- Born: James Earl Wall December 12, 1917 Wilmington, North Carolina, U.S.
- Died: October 27, 2010 (aged 92) New York City, New York, U.S.
- Education: Alexander Hamilton High School New York University Columbia University
- Occupations: Actor stage manager
- Years active: 1950–2010
- Spouse: Verine Franklin

= James Wall (actor) =

American actor

James Earl Wall (December 12, 1917 – October 27, 2010) was an American stage manager and actor, best known for his longstanding role as Mr. Baxter on Captain Kangaroo.

==Early life and career==
Born in Wilmington, North Carolina, and raised there and in the Bedford-Stuyvesant section of Brooklyn, New York, Wall was the younger of two sons born to Elizabeth Davis and Ballie W. Wall Sr., a barber. He attended Alexander Hamilton High School, NYU, and Columbia University.

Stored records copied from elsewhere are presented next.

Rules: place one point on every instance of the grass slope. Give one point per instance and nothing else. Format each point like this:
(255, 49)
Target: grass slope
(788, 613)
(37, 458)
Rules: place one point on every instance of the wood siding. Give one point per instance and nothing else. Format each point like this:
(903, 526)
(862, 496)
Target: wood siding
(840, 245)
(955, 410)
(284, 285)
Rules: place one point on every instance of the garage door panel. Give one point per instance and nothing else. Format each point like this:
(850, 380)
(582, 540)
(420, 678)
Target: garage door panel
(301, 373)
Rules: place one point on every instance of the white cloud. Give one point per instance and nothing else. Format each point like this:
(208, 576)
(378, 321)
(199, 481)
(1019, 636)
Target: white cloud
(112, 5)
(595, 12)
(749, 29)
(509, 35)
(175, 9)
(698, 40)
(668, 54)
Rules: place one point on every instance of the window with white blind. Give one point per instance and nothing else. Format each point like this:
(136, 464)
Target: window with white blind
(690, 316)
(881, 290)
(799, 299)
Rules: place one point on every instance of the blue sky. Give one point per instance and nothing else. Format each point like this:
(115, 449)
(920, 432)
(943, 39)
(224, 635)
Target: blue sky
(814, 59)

A communications major who had mastered French, Spanish, Portuguese, Yiddish, and Russian, Wall later said he first felt the urge to perform while serving in the United States Army during World War II, where he rose to the rank of master sergeant.

Having performed on radio, theater, and in the Army during World War II, Wall worked as both actor and stage manager on Broadway before being hired as the stage manager for the children's television series Captain Kangaroo by CBS in 1962. Two years later, he portrayed a stage manager in "The Lost Lady Blues", the next-to-last episode of the short-lived CBS series, The Reporter. In an interview clip that aired on the October 28, 2010, CBS Evening News, Wall recalled how he made the case to Kangaroos producers for an African-American character. However, he still had to audition for the role which became Mr. Baxter, a teacher and Captain Kangaroo's neighbor. Wall joined the cast in 1968, remaining with the show until 1979; he made a guest appearance in 1981. He was also the stage manager for 41 consecutive years on the US Open Tennis Championships telecasts.

Wall was presented with the Directors Guild of America's Franklin J. Schaffner Achievement Award in 1994. He continued to work for CBS in semi-retirement until 2009.

==Personal life and death==
From at least 1950 through 1958, Wall was married to Verine Franklin.

On October 27, 2010, at age 92, Wall died in his sleep at his Manhattan home.